If you're a RedHat/CentOS centric Linux user, hopefully these posts will help you over the first few hurdles you might find on the various other distros.
As with all of the Rackspace Cloud distros, the Ubuntu 12 Server distro is very lean. I noticed a few relatively important tools were not installed. They're not "required" but they're really handy, so my first step was to install them:
apt-get install mlocate
updatedb
apt-get install make
apt-get install gcc
I noticed only one service running which is not needed - "whoopsie" - so I turned it off.

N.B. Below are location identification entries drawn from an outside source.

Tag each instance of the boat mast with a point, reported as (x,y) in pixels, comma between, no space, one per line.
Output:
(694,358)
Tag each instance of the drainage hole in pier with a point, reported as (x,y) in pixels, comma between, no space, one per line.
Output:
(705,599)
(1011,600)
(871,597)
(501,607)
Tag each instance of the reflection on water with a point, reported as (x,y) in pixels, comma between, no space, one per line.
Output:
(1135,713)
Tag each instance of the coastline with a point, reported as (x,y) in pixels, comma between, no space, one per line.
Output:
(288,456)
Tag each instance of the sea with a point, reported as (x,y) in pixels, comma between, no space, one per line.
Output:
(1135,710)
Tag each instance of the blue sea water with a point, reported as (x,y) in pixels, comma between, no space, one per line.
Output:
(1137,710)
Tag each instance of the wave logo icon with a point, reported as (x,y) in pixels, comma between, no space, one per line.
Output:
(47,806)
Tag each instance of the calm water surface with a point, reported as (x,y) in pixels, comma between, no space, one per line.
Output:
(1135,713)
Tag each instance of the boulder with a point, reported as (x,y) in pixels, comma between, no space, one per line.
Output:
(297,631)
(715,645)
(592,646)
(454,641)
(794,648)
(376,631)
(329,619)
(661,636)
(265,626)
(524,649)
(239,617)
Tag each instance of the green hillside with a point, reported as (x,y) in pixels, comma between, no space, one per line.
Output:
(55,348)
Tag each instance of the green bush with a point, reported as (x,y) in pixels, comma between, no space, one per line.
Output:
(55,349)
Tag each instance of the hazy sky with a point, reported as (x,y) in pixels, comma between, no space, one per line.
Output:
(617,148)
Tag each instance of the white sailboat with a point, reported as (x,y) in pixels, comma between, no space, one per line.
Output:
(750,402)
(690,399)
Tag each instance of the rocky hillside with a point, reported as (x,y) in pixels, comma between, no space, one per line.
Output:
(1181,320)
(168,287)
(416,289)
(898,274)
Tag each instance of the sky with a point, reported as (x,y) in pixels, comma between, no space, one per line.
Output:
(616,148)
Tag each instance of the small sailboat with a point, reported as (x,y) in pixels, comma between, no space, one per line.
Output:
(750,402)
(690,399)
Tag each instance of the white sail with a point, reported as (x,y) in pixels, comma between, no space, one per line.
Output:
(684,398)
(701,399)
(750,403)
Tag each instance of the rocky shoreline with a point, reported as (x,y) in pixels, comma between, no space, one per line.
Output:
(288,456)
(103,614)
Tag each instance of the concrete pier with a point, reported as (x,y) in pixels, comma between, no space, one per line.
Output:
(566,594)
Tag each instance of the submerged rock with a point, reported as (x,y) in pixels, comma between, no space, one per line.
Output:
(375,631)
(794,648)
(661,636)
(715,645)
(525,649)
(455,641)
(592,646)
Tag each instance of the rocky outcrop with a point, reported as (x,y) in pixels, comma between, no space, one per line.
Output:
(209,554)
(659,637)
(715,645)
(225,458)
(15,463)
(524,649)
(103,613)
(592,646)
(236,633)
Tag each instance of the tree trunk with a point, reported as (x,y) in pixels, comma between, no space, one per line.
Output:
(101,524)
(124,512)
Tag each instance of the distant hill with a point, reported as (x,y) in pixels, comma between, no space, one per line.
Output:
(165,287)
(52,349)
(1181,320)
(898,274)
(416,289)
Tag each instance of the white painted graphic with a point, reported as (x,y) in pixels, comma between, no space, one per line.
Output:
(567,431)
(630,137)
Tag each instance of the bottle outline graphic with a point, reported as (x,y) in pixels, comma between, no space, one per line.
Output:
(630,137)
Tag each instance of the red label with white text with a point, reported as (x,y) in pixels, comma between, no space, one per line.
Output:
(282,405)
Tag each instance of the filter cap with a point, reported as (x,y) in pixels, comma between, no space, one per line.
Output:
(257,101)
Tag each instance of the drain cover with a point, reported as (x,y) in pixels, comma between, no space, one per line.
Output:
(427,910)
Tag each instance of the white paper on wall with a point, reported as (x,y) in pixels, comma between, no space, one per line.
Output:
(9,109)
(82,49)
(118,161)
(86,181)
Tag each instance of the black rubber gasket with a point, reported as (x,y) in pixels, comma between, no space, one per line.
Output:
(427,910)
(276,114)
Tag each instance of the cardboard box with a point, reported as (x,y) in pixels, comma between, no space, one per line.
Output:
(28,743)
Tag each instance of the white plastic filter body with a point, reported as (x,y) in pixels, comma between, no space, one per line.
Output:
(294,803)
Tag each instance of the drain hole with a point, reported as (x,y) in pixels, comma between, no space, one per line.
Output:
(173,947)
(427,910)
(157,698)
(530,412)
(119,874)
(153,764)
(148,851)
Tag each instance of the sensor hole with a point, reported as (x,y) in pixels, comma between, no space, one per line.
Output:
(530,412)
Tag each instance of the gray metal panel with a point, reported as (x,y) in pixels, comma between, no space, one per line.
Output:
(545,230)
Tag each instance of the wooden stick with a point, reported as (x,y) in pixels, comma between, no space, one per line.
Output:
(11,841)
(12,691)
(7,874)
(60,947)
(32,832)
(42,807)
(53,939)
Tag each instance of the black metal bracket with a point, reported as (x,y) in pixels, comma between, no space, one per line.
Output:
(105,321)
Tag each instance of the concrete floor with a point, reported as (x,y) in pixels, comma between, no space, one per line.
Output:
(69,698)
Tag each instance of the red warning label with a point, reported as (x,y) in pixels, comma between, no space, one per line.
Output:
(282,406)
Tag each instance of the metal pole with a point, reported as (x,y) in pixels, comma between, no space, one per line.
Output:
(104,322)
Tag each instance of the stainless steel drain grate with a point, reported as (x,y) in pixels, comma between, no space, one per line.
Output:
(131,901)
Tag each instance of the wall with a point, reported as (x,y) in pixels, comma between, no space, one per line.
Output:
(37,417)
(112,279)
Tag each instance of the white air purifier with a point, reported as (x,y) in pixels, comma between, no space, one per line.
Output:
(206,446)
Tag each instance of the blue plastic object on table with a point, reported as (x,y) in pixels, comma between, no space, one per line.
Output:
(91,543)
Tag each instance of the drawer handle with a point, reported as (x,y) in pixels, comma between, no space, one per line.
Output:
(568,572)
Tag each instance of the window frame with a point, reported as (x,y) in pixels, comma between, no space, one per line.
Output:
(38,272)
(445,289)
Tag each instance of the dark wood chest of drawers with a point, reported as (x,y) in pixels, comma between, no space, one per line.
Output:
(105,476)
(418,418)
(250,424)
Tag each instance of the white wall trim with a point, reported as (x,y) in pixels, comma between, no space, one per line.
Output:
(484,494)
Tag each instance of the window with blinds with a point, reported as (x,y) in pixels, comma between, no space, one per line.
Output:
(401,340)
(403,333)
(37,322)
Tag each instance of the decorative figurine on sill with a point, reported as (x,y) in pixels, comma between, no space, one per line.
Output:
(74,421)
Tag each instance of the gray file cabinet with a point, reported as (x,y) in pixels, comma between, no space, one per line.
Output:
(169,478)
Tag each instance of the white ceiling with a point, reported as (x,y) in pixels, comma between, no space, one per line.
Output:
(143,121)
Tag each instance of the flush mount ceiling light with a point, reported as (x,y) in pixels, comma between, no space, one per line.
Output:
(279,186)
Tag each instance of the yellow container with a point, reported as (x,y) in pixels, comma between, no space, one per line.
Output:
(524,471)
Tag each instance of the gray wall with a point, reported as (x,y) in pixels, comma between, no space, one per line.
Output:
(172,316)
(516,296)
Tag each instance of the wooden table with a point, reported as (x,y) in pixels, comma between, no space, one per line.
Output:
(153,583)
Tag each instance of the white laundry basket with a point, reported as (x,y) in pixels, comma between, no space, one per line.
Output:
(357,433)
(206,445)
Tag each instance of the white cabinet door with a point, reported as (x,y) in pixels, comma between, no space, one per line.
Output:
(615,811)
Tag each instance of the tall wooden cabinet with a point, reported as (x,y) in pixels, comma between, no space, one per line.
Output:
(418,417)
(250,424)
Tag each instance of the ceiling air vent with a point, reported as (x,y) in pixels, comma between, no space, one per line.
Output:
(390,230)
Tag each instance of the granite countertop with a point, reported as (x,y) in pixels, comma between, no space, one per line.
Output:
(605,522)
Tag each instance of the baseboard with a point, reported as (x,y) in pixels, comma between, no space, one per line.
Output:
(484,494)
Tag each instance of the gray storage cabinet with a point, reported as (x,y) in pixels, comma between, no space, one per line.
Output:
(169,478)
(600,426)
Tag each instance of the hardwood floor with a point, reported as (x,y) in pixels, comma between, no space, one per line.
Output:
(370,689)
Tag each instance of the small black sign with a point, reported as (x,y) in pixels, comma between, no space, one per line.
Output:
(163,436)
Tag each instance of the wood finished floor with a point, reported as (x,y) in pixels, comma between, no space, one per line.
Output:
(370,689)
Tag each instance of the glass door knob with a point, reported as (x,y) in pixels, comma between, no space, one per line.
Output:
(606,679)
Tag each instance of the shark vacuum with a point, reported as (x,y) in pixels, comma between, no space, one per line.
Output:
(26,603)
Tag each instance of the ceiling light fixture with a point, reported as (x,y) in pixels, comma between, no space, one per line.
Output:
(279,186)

root@pbr-ubuntu12:~# cat /etc/default/whoopsie
[General]
report_crashes=true
root@pbr-ubuntu12:~# sed -i 's/report_crashes=true/report_crashes=false/' /etc/default/whoopsie
root@pbr-ubuntu12:~# cat /etc/default/whoopsie
[General]
report_crashes=false
root@pbr-ubuntu12:~# sudo service whoopsie stop
root@pbr-ubuntu12:~#
Upgrading to the latest ubuntu was very lengthy and verbose, including a full-screen interaction with a pink background.. but it was functional:
apt-get update
apt-get upgrade
do-release-upgrade
Upstart's quite a bit different from the standards sys5 init script approach, but easy enough to get accustomed to.
man upstart-events
...neat. Upstart's pretty darn powerful, in fact.
General impression? If I was forced to use something other than a RedHat/CentOS distro, I'd be quite happy with Ubuntu Server.